María Dolores Ortiz : el arte del diálogo
La historia del libro y de la lectura son el mejor espacio para conocer a una cubana que, con una sonrisa y siempre generosa de su tiempo, cultiva el arte del diálogo. Me refiero a la doctora María Dolores Ortiz, quien encabeza desde hace varios años, el movimiento de "Amigos del Libro", experiencia que la nutre y enriquece, porque como ser humano está deseosa de ampliar sus conocimientos y compartirlos con otros.
Holguinera— oriental como suele afirmar—a quien reciben con honores de reina, amiga y maestra, en su tierra natal, a la que acude reiteradamente, siempre solícita en brindar sus conocimientos en talleres, conferencias, eventos y en la ingrata labor de jurado. Esta mujer se multiplica y entrega, con igual sencillez, sus experiencias en un aula, como en el espacio íntimo de la amistad y la familia, mientras renueva sus afectos, que también crecen— de manera geométrica— en cada uno de esos viajes, tanto en las jornadas iberoamericanas, como cuando se desplaza hacia el centro de la Isla. En Santa Clara participa de la activa vida cultural del territorio y entre los tinajones camagüeyanos, se integra al debate sobre la lírica o la prosa de Nicolás Guillén.
A su familia, al núcleo en el que nació entre padres cultos y amorosos, y al ejemplo cívico de sus abuelos, tanto como a la que ella misma construyera años más tarde ( conformada por dos hijas, cuatro nietos y el compañero que ella afirma es su mejor apoyo y retaguardia), agradece la energía que le permite, muchas veces, alcanzar el silencio necesario para la lectura, al que siempre acude, no como refugio del espíritu fatigado, sino con la misma avidez de la infancia. Allí están los poemas de José Martí, su pensamiento —que para ella está todavía insuficientemente explorado—, los versos de Dulce María Loynaz, las novelas de Gabriel García Márquez o de Alejo Carpentier y los textos de Lezama Lima a los que lee y relee con frecuencia para encontrar nuevas señales…
No ha escrito mucho, es cierto… el aula y la docencia han sido lo primero, y luego el trabajo como asesora en el Ministerio de Educación al jubilarse. Las décadas dedicadas al programa de la TV cubana, Escriba y lea, que la tiene como uno de sus pilares. Todo ocupa el tiempo de esta ama de casa, hija, madre y abuela…de esta intelectual que llegó a La Habana, para ingresar a la Universidad, nada menos que en 1953, el mismo año del asalto al cuartel Moncada… esa que vio en 1957 cómo la cerraban y comenzó a trabajar como maestra, esa también es María Dolores Ortiz.
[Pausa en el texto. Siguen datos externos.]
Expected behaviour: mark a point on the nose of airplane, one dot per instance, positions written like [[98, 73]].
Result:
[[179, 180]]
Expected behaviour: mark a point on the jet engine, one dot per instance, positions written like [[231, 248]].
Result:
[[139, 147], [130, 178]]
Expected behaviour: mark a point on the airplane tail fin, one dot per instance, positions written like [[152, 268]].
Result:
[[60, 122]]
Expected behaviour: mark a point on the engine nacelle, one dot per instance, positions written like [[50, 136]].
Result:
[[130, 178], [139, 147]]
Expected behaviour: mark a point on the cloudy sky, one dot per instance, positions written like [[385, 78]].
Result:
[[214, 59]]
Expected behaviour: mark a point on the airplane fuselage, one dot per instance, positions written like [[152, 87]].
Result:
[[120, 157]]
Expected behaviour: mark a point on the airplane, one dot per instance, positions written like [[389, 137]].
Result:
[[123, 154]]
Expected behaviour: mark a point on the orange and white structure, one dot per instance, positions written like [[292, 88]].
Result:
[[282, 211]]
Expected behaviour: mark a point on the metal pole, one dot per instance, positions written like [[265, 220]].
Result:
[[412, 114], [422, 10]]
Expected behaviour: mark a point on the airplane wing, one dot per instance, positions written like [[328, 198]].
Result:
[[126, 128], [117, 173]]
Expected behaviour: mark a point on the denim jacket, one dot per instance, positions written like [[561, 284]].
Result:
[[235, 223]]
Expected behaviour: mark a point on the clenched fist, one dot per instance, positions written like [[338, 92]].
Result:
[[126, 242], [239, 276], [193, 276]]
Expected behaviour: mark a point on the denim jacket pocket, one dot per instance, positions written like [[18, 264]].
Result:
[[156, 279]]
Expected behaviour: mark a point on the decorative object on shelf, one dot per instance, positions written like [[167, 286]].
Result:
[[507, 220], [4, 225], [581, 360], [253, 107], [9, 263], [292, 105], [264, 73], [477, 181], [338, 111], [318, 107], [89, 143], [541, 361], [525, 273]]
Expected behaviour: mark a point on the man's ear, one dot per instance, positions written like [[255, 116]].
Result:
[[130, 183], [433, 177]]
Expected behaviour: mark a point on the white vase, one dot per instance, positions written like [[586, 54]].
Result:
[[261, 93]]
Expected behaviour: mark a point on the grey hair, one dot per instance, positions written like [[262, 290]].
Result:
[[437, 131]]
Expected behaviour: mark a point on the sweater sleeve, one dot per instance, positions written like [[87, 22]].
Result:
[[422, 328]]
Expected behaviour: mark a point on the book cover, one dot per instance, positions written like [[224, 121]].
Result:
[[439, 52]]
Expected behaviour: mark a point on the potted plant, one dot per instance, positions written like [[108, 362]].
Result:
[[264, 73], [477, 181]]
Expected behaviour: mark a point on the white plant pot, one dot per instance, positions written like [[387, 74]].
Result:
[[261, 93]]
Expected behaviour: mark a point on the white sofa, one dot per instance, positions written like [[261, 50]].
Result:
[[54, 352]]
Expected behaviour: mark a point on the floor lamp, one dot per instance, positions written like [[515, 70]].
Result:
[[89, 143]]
Esa misma capacidad para el diálogo es la que le permite articular ideas, escribir prólogos de varias ediciones cubanas, como el que hizo para una de las últimas reediciones de Corazón, del italiano Edmundo de Amicis (Gente Nueva). Tiene la virtud de intercambiar ideas y opiniones, sin perfiles impositivos ni autoritarios, presta al encuentro con otroslectores, oyentes o televidentes, que la siguen y la encuentran en esos distintos soportes, ya se adentren en alguno de sus textos, o la sigan en las ondas de la emisora Habana Radio, sintonicen el programa Escriba y lea, siendo este último uno de los escenarios que más ha privilegiado y que le han ganado también respeto entre el público durante tantos años. Siempre orientada hacia la divulgación, la promoción y difusión de las letras cubanas, latinoamericanas y universales, conoce el valor de la cultura como patrimonio de la especie humana.
Así lúcida, dinámica, sin prisa ni retardos inútiles, como lo ha hecho desde la juventud en las aulas, y entre los alumnos que ha tenido en la secundaria o en el instituto Pedagógico Enrique José Varona, o en ese otro encuentro, con los que no conoce personalmente, es cordial y amistosa, al exponer sus ideas y juicios, desde la presentación de una novela, poemario, una antología o una obra, cuyos méritos debe evaluar y presentar con claridad a los lectores sin que olvidemos que en la semilla de esa fluidez, está la educación, no solo la instrucción de esta mujer sabia y noble.